Artist: Del Tha Funkee HomosapienTitle: The 11th Hour (DVD)Rating: 3 1/2 StarsReviewed by: Kathy Iandoli
After over a decade and a half of weirdly going where most MC’s have never gone before, Del Tha Funkee Homosapien is paid semi-proper homage in the documentary, soon-to-be album, The 11th Hour (Hiero Imperium). Del first dipped his toe into the proverbial pool of Hip-Hop at the onset of the 90’s with I Wish My Brother George Was Here. With some help from his cousin Ice Cube, Del delivered strangely charming antics on
hits like “Mistadobalina” and “Dr. Bombay”.
Del’s third eye then saw him help bring the his crew known as Hieroglyphics to the world, collectively establishing themselves as one of the architects of Bay Area Hip-Hop for the mid-to-latter part of the 90’s into the
new millennium. Del’s noteworthy perfect fit on the crew release Third Eye Vision set the standard for his future releases including his psychotropic alter-ego Deltron3030. With such an
extensively eclectic track record, it was only right to document the homecoming from Del’s 6-year hiatus with The 11th Hour DVD.

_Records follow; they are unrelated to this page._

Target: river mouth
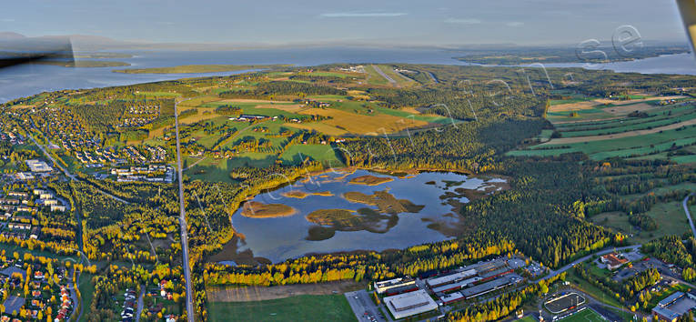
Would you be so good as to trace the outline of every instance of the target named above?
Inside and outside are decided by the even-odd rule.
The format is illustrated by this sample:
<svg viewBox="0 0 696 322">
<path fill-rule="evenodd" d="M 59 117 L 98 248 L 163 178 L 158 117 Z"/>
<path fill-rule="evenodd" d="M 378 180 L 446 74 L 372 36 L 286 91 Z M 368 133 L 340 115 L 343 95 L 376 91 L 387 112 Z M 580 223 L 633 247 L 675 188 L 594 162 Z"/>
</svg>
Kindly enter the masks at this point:
<svg viewBox="0 0 696 322">
<path fill-rule="evenodd" d="M 476 228 L 460 220 L 462 205 L 508 187 L 505 178 L 452 172 L 391 176 L 359 169 L 313 175 L 245 202 L 233 216 L 243 237 L 210 260 L 277 263 L 307 254 L 438 242 Z M 246 254 L 245 260 L 232 253 Z"/>
</svg>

The documentary commences with Del rocking the stage like it’s his birthplace, donning a backpack that outweighs him. A biography continues, freeze-framing moments in time into a comic book format. What follows are days in the life of the Oakland native and the conceptualizing of his latest endeavor. Living on a diet of bidis,
greens, candy, and raspberry soda, Del audio-visualizes history in the making. His fascination with the 70’s, music theory, metaphysics, and porn provide diverse inspiration as he drops science on his MPC and synthesizer, both of which rest comfortably on his bedroom floor. The veteran MC’s closet doubles as his soundbooth as he spits a refreshingly familiar, albeit evolved flow beside a bubblegoose and a
few hangers. The humor continues as Del goes grocery shopping for the aforementioned necessities and some Hip-Hop journalism, including XXL, which he affectionately calls “Extra Extra Large”. Scattered between his grocery lists, beat-making, and freestyles are live footage from
past shows, which unfortunately set a low for the DVD. Each performance is uncut and poorly taped, making his stage blessings look like a public access concert gone awry.
Despite a few quirks and some overly extensive concert reels, The 11th Hour DVD is a perfect means to document the life of one of the most interesting men in Hip-Hop. Once the accompanying album drops, it will be a pleasure to know that something that amazing came from a man in a coat closet.